Take LeakyReLU as an example, its data format selection function is in ppl.nn/src/ppl/nn/engines/arm/optimizer/ops/onnx/leaky_relu_op.cc:

RetCode LeakyReLUOp::SelectFormat(const InputOutputInfo& info,
                                  std::vector<ppl::common::dataformat_t>* selected_input_formats,
                                  std::vector<ppl::common::dataformat_t>* selected_output_formats) {
    selected_input_formats->at(0) = selected_output_formats->at(0) = // select the same data format as operator's input data format
        info.GetInput<TensorImpl>(0)->GetShape()->GetDataFormat();
    return RC_SUCCESS;
}

selected_input_formats is the needed input data format, selected_output_formats is the output data format.
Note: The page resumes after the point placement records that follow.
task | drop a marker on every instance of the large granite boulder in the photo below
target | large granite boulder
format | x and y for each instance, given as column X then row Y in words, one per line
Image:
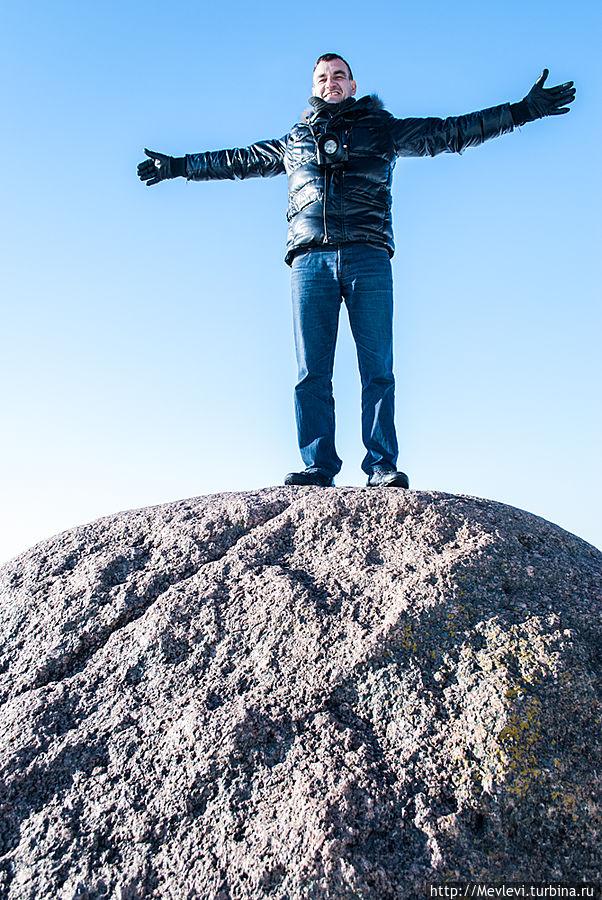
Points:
column 299, row 693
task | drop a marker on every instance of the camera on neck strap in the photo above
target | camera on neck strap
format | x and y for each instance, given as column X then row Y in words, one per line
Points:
column 332, row 151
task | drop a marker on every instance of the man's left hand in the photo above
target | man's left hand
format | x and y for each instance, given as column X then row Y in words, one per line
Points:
column 553, row 101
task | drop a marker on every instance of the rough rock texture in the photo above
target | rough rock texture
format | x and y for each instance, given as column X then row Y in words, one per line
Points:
column 299, row 693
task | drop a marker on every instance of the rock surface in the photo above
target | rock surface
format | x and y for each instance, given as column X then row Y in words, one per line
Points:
column 299, row 693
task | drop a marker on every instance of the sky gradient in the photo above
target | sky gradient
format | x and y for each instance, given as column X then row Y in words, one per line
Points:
column 147, row 349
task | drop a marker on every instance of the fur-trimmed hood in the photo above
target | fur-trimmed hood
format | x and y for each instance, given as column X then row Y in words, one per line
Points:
column 320, row 107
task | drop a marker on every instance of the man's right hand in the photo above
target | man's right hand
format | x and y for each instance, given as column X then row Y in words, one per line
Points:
column 159, row 167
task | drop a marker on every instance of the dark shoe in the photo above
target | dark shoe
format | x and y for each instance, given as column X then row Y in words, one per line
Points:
column 382, row 477
column 318, row 477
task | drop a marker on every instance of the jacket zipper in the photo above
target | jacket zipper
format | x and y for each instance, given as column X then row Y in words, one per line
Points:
column 325, row 241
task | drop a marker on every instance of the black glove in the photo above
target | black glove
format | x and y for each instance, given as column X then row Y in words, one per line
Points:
column 159, row 167
column 541, row 101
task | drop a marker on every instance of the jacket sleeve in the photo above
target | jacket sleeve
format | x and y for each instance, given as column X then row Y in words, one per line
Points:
column 428, row 137
column 262, row 160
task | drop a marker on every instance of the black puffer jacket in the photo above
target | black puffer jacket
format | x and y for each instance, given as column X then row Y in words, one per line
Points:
column 352, row 203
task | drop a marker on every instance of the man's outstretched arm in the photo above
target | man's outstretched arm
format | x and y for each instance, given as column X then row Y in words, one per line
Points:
column 261, row 160
column 428, row 137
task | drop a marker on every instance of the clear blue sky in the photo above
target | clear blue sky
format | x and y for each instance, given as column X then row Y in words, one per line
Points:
column 147, row 352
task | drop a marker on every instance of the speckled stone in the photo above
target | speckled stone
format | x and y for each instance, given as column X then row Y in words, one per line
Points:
column 298, row 694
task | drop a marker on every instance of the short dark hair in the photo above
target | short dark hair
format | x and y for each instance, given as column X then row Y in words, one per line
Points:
column 326, row 57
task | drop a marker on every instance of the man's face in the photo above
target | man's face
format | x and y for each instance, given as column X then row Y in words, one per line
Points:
column 332, row 82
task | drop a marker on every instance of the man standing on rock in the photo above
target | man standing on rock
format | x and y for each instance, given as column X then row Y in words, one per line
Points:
column 339, row 162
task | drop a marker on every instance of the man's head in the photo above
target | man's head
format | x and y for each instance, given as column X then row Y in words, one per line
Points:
column 333, row 80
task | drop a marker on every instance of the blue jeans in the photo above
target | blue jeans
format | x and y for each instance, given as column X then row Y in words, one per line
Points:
column 359, row 274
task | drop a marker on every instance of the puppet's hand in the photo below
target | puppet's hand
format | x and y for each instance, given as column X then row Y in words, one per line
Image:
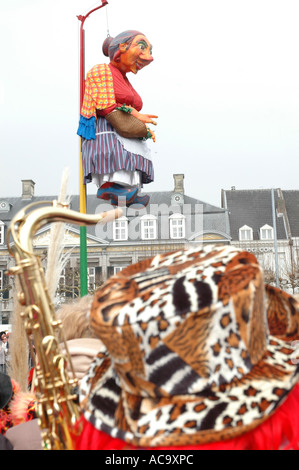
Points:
column 151, row 134
column 145, row 118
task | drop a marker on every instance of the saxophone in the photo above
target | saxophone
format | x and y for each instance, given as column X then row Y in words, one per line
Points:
column 56, row 389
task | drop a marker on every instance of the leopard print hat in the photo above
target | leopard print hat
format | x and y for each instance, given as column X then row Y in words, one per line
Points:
column 197, row 349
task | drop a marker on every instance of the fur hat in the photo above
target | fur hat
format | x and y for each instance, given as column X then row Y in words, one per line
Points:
column 197, row 349
column 6, row 390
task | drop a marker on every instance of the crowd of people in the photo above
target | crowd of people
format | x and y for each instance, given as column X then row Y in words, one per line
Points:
column 4, row 351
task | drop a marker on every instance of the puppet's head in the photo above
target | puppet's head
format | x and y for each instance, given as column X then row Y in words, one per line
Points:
column 130, row 51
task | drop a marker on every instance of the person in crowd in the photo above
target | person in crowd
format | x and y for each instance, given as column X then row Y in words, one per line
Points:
column 198, row 353
column 83, row 345
column 115, row 153
column 3, row 351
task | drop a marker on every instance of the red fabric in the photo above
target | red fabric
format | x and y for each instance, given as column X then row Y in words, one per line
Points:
column 123, row 91
column 279, row 432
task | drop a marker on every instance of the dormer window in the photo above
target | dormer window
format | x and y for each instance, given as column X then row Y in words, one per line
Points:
column 177, row 226
column 148, row 227
column 120, row 229
column 245, row 233
column 266, row 232
column 1, row 233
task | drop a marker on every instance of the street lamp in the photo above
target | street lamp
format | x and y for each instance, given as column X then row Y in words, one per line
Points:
column 83, row 240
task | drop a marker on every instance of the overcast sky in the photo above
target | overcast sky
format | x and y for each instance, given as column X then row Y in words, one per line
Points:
column 224, row 83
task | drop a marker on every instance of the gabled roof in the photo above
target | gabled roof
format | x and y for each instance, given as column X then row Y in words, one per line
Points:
column 215, row 218
column 252, row 207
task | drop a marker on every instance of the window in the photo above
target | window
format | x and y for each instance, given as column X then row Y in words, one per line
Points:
column 266, row 233
column 177, row 226
column 120, row 229
column 1, row 233
column 91, row 275
column 245, row 233
column 148, row 227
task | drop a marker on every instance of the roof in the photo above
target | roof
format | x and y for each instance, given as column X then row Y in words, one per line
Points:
column 161, row 203
column 254, row 208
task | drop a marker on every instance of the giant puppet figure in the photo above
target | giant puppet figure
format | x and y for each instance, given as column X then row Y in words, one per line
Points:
column 115, row 153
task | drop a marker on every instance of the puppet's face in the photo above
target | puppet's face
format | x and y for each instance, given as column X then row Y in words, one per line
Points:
column 135, row 56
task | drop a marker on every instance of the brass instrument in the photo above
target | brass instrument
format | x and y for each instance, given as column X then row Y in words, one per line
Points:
column 56, row 409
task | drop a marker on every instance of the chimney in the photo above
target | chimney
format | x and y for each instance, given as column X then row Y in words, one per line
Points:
column 27, row 189
column 179, row 183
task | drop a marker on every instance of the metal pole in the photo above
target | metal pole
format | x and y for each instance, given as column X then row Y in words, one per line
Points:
column 83, row 237
column 275, row 239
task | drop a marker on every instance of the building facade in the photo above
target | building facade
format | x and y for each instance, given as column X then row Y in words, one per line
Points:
column 172, row 221
column 266, row 222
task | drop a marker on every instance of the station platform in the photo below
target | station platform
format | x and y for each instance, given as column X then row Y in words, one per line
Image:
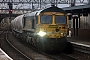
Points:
column 4, row 56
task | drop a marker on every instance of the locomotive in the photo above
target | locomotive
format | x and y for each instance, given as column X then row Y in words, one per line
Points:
column 44, row 29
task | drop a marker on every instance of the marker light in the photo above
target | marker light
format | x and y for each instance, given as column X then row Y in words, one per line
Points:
column 41, row 33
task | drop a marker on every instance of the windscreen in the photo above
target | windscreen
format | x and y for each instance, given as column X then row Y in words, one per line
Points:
column 60, row 19
column 46, row 19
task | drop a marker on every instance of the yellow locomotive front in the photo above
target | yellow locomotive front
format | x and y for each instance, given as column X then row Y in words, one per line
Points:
column 51, row 30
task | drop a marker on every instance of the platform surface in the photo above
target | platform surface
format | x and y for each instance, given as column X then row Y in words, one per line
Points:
column 4, row 56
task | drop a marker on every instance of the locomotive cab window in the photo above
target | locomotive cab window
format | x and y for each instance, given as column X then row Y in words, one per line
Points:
column 46, row 19
column 60, row 19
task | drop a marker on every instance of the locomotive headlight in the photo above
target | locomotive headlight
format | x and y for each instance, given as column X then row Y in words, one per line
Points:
column 41, row 33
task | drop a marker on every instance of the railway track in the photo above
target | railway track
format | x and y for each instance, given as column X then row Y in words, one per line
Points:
column 34, row 54
column 81, row 52
column 26, row 53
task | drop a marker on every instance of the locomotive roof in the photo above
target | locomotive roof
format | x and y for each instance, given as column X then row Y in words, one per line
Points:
column 50, row 9
column 53, row 9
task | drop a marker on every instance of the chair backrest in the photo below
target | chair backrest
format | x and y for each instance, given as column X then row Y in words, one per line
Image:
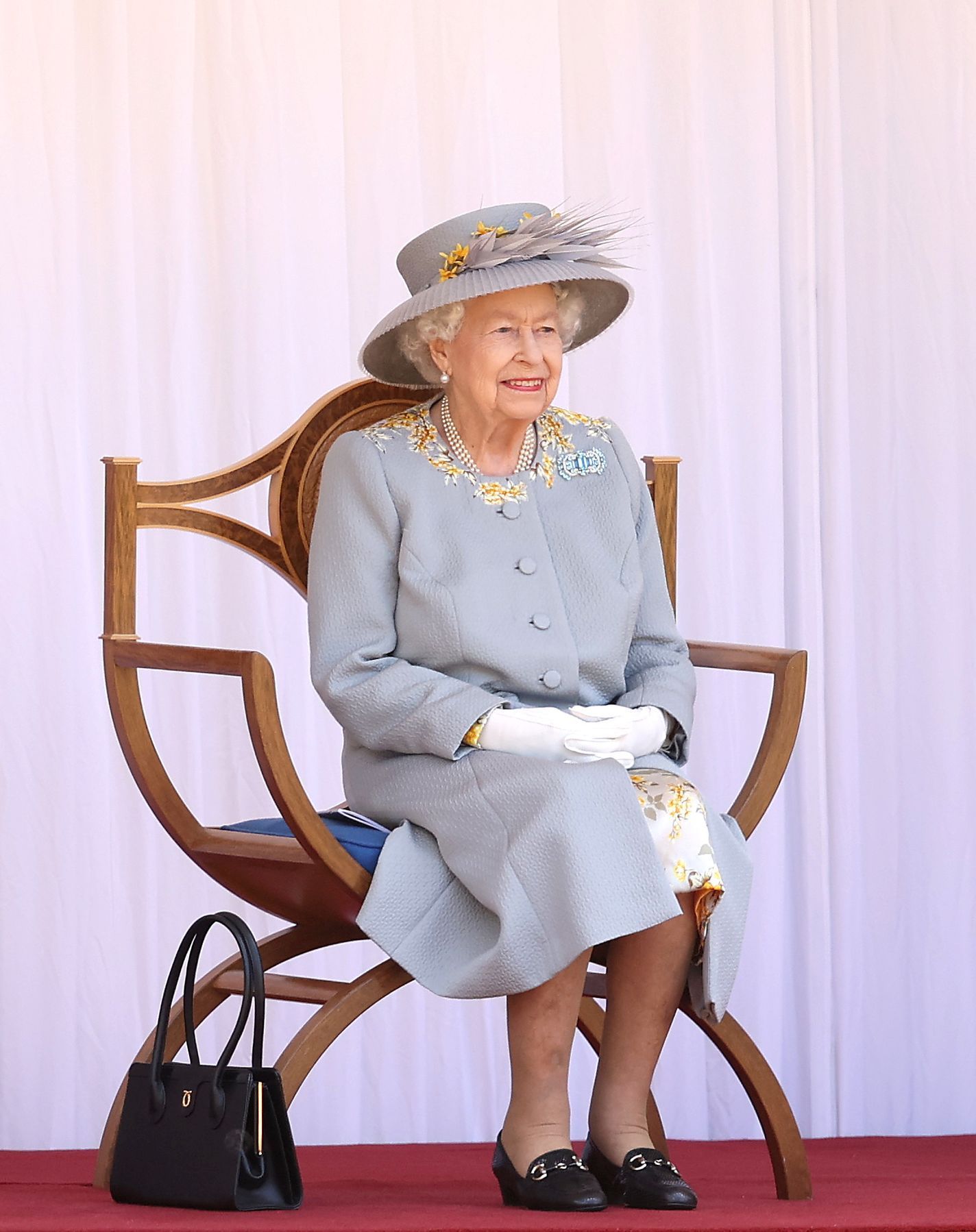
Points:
column 293, row 463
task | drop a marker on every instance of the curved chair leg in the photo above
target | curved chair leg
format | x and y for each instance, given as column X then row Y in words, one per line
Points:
column 278, row 948
column 307, row 1046
column 787, row 1150
column 591, row 1023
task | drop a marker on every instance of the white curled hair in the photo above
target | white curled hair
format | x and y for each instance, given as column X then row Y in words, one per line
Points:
column 415, row 336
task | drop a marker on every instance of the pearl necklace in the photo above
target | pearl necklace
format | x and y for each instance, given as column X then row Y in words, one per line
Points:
column 454, row 439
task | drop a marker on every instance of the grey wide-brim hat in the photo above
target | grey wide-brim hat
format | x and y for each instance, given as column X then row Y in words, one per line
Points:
column 534, row 247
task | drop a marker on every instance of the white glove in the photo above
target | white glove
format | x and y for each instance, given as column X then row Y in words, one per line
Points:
column 647, row 731
column 543, row 732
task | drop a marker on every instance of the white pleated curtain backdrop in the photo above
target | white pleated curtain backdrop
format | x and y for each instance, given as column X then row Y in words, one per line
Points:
column 201, row 206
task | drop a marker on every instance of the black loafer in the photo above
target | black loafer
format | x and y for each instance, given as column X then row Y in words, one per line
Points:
column 646, row 1178
column 556, row 1181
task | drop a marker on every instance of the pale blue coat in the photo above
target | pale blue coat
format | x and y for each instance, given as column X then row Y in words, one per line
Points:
column 432, row 597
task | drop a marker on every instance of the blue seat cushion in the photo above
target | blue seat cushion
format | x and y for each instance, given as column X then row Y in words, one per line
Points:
column 363, row 841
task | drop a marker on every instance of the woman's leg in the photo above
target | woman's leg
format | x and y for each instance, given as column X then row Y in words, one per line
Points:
column 646, row 975
column 541, row 1025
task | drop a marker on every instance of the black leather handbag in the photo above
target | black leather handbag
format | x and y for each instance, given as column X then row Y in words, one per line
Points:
column 215, row 1137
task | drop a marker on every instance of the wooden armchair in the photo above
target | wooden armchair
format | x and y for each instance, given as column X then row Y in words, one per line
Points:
column 310, row 878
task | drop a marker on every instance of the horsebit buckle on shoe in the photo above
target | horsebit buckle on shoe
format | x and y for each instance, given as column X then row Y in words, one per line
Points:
column 539, row 1172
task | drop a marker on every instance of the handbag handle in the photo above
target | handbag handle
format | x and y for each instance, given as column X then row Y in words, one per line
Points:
column 191, row 944
column 250, row 959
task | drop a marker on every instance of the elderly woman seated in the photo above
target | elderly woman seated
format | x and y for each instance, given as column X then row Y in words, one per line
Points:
column 491, row 625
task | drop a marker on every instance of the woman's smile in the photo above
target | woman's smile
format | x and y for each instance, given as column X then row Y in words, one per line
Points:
column 530, row 384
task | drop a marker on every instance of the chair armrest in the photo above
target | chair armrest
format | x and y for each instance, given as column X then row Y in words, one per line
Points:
column 788, row 669
column 122, row 661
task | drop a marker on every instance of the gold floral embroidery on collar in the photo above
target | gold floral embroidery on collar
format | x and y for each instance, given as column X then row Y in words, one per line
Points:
column 554, row 440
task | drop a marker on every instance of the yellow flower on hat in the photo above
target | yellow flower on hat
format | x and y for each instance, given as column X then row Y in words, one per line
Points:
column 454, row 262
column 485, row 231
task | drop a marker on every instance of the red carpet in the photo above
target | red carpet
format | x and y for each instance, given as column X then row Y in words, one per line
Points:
column 905, row 1184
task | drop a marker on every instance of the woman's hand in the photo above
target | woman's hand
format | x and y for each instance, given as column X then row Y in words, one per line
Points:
column 545, row 732
column 647, row 726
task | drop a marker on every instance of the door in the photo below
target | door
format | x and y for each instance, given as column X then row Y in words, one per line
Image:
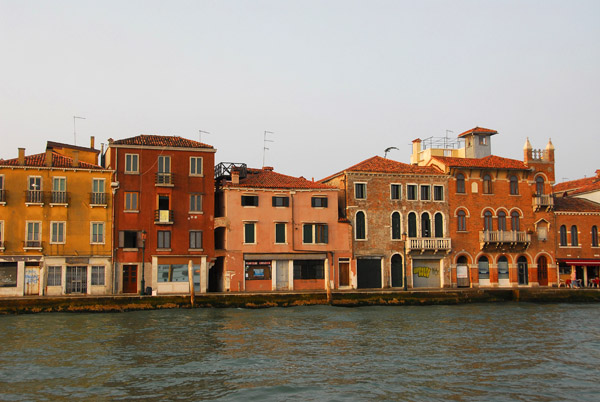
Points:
column 282, row 275
column 129, row 278
column 32, row 281
column 76, row 280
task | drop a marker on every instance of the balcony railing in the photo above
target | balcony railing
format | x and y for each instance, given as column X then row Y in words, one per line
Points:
column 98, row 198
column 163, row 216
column 544, row 201
column 434, row 244
column 60, row 197
column 501, row 237
column 34, row 196
column 164, row 179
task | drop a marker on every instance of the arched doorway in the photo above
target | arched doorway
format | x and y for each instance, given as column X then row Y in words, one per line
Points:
column 542, row 271
column 397, row 272
column 522, row 271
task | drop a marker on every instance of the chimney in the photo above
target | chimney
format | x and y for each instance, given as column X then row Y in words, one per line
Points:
column 49, row 157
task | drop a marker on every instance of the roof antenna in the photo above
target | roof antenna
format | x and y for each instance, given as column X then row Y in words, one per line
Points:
column 74, row 130
column 388, row 149
column 200, row 133
column 265, row 149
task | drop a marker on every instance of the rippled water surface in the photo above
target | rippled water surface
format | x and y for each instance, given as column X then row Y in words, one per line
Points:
column 502, row 352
If your custom operator only implements the NDARRAY version (input and output only support NDARRAY format), the SelectFormat function can be omitted, and the default function of the base class will be used. NDARRAY will be selected.

2.4. Add Data Type Selection Function

Data type selection function SelectData selects the operator's needed input data type and output data type according to the operator's parameters, input data type, data format, shape, kernel support and other information. It is similar to SelectFormat. When operator's input data type are different with operator's needed input data type, the framework will automatically insert a reorder operator to convert different data type.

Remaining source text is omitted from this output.